Part 7: Training Script

# train_gpt.py
"""
Training script for GPT model.
"""
import os
import math
import time
from typing import Optional
from dataclasses import dataclass

import torch
import torch.nn as nn
from torch.utils.data import Dataset, DataLoader

import tiktoken
from tqdm import tqdm

from src.gpt import GPT, GPTConfig


@dataclass
class TrainingConfig:
    """Training configuration."""
    # Data
    data_path: str = "data/input.txt"
    max_seq_len: int = 256

    # Model
    vocab_size: int = 50257
    d_model: int = 384
    num_heads: int = 6
    num_layers: int = 6
    dropout: float = 0.1

    # Training
    batch_size: int = 64
    learning_rate: float = 3e-4
    weight_decay: float = 0.1
    num_epochs: int = 10
    warmup_steps: int = 100
    grad_clip: float = 1.0

    # Evaluation
    eval_interval: int = 500
    eval_steps: int = 200

    # Checkpointing
    save_dir: str = "./checkpoints"
    save_interval: int = 1000


class TextDataset(Dataset):
    """Simple text dataset for language modeling."""

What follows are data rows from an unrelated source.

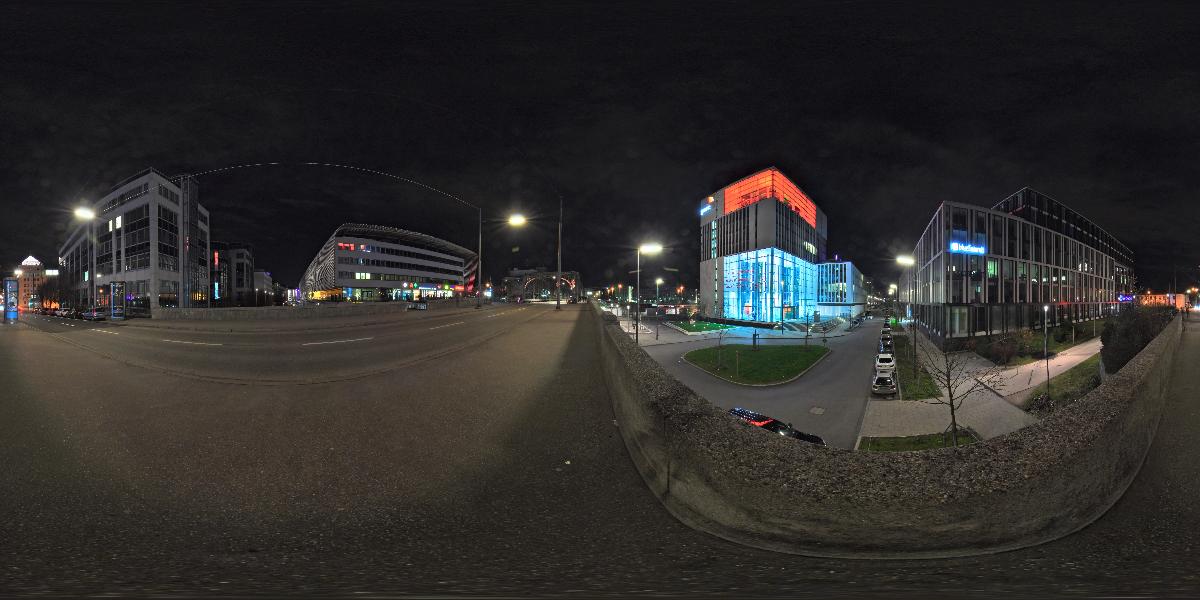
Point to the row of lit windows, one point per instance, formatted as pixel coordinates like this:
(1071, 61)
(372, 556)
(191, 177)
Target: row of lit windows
(393, 264)
(388, 276)
(397, 252)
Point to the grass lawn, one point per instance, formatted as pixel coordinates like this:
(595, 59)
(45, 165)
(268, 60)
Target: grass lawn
(913, 442)
(768, 364)
(913, 388)
(1075, 383)
(700, 325)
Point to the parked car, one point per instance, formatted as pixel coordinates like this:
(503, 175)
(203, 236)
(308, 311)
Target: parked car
(774, 425)
(94, 313)
(883, 384)
(885, 363)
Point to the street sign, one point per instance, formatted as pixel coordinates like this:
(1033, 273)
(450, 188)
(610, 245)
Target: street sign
(117, 300)
(10, 300)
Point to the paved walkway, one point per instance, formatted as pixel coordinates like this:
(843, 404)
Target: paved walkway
(985, 412)
(1020, 383)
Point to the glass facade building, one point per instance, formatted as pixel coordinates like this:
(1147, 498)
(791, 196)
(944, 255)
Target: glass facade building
(982, 271)
(364, 263)
(762, 241)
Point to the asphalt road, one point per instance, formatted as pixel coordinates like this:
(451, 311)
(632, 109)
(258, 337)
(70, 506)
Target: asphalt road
(828, 401)
(496, 469)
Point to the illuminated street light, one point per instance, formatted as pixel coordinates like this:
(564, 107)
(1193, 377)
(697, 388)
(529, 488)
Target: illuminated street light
(85, 214)
(649, 250)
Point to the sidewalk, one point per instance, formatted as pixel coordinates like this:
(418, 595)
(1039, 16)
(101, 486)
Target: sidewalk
(1027, 377)
(985, 411)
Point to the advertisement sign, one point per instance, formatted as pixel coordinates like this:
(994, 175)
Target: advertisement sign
(118, 300)
(966, 249)
(10, 300)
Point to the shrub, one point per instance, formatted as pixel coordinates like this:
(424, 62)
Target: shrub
(1003, 349)
(1129, 331)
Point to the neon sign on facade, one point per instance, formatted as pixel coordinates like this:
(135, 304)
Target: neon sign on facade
(966, 249)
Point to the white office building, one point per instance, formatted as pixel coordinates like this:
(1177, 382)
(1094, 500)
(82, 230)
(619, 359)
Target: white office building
(145, 249)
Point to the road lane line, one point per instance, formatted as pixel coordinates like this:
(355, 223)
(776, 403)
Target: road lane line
(193, 343)
(339, 341)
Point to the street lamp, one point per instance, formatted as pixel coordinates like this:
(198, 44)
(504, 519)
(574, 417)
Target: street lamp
(649, 250)
(85, 214)
(1045, 345)
(520, 221)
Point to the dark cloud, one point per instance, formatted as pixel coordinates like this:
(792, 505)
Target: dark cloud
(880, 111)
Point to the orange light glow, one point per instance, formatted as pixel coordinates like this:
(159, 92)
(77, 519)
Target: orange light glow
(769, 184)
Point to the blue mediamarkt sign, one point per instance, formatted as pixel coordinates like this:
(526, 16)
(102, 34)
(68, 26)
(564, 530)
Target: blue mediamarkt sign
(958, 247)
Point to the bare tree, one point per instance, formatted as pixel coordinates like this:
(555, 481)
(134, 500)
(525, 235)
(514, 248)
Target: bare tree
(958, 376)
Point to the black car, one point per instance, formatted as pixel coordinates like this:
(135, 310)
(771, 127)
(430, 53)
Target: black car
(774, 425)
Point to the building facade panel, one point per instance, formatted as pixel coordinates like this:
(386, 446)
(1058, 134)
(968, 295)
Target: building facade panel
(373, 263)
(151, 235)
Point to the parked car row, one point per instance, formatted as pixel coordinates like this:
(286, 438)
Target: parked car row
(90, 313)
(883, 382)
(774, 425)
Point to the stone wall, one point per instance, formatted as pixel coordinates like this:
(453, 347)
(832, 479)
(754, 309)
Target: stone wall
(757, 489)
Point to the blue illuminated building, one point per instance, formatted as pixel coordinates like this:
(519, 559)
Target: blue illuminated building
(762, 244)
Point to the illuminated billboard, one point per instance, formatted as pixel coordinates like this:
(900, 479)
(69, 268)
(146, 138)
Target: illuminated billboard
(769, 184)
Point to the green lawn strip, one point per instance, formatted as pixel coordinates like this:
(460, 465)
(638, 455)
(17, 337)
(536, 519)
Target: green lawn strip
(912, 388)
(1075, 382)
(767, 364)
(909, 443)
(700, 325)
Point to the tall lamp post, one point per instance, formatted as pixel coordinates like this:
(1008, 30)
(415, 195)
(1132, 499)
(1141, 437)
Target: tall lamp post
(1045, 345)
(648, 250)
(85, 214)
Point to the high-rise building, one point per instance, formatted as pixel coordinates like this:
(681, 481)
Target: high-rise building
(147, 247)
(1029, 258)
(233, 274)
(761, 240)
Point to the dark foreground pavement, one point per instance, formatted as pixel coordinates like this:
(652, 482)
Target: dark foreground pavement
(495, 471)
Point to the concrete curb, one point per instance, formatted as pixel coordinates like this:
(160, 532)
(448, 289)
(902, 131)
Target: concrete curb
(828, 352)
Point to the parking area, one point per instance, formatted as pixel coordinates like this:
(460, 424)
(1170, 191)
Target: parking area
(828, 401)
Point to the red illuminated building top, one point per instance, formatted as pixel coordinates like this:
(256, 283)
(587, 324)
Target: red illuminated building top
(769, 184)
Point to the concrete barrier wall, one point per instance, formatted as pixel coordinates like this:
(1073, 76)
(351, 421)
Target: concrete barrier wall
(754, 487)
(298, 312)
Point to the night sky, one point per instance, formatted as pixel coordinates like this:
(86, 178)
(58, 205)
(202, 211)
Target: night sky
(633, 113)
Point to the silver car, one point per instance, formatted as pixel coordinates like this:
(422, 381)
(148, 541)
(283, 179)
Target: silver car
(883, 384)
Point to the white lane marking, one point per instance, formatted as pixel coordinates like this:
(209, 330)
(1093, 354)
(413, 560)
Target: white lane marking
(193, 343)
(339, 341)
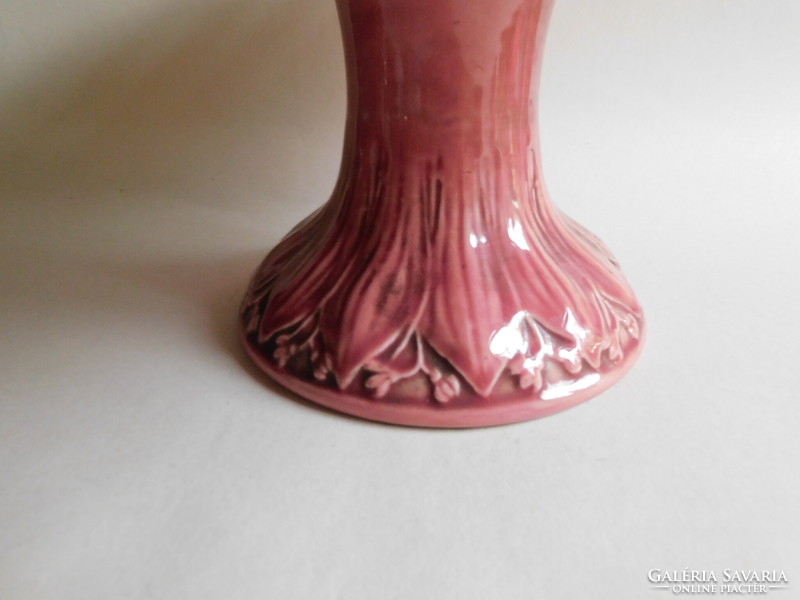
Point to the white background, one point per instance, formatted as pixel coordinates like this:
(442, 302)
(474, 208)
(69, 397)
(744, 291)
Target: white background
(152, 151)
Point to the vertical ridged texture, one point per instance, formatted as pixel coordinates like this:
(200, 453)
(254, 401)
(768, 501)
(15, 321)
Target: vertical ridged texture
(439, 252)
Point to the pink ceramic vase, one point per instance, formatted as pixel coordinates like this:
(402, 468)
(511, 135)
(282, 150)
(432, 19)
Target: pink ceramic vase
(439, 286)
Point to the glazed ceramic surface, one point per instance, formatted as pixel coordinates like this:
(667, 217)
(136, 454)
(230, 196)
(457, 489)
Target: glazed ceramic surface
(439, 286)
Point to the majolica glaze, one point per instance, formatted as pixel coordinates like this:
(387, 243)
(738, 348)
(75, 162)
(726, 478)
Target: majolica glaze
(439, 286)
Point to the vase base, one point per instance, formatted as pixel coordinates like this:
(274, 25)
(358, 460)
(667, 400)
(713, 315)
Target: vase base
(486, 412)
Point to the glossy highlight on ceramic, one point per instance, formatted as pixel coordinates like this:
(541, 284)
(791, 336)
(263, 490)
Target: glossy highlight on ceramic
(439, 286)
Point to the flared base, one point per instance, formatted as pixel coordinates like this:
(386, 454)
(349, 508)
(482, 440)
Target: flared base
(480, 413)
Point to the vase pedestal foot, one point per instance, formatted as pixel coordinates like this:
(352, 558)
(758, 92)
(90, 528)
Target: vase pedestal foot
(439, 286)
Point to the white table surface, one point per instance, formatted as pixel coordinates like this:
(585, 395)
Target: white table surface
(152, 152)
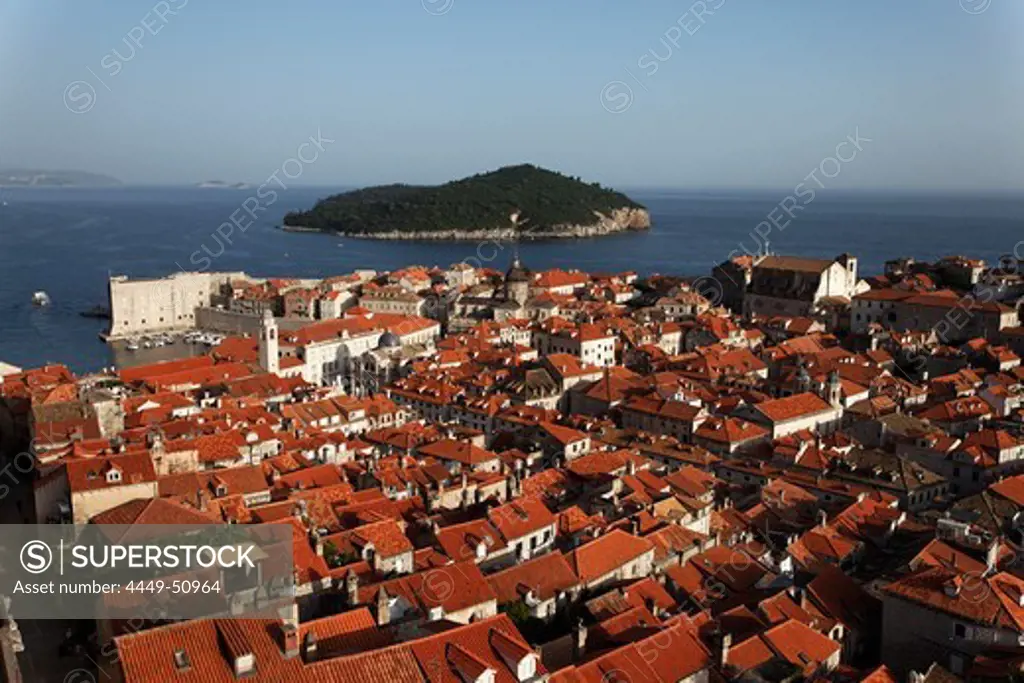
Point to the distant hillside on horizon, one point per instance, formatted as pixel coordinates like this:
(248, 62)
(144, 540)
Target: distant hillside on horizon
(20, 177)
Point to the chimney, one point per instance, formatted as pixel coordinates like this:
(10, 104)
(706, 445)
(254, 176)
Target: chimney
(579, 641)
(290, 642)
(309, 647)
(383, 607)
(352, 588)
(725, 642)
(992, 557)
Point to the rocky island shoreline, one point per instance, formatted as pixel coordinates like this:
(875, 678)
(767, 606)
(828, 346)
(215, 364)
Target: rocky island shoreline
(619, 220)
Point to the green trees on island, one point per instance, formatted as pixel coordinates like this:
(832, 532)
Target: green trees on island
(543, 199)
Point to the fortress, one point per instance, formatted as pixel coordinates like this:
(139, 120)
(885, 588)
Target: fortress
(163, 304)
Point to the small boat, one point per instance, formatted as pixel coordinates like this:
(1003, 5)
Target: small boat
(101, 312)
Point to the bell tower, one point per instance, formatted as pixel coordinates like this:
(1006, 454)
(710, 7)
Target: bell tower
(269, 358)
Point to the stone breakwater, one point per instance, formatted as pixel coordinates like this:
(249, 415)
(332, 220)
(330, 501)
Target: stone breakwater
(620, 220)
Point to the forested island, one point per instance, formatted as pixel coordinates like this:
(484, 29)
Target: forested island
(516, 202)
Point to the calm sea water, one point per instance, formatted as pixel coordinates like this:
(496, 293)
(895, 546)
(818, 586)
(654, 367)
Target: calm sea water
(68, 241)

    def __init__(self, text: str, tokenizer, seq_len: int):
        self.tokenizer = tokenizer
        self.seq_len = seq_len

        # Tokenize entire text
        self.tokens = torch.tensor(tokenizer.encode(text), dtype=torch.long)
        print(f"Dataset size: {len(self.tokens):,} tokens")

    def __len__(self):
        return max(0, len(self.tokens) - self.seq_len - 1)

    def __getitem__(self, idx):
        # Get chunk of tokens
        chunk = self.tokens[idx:idx + self.seq_len + 1]
        x = chunk[:-1]
        y = chunk[1:]
        return x, y


class Trainer:
    """Training loop for GPT."""

    def __init__(self, config: TrainingConfig):
        self.config = config
        self.device = torch.device("cuda" if torch.cuda.is_available() else "cpu")
        print(f"Using device: {self.device}")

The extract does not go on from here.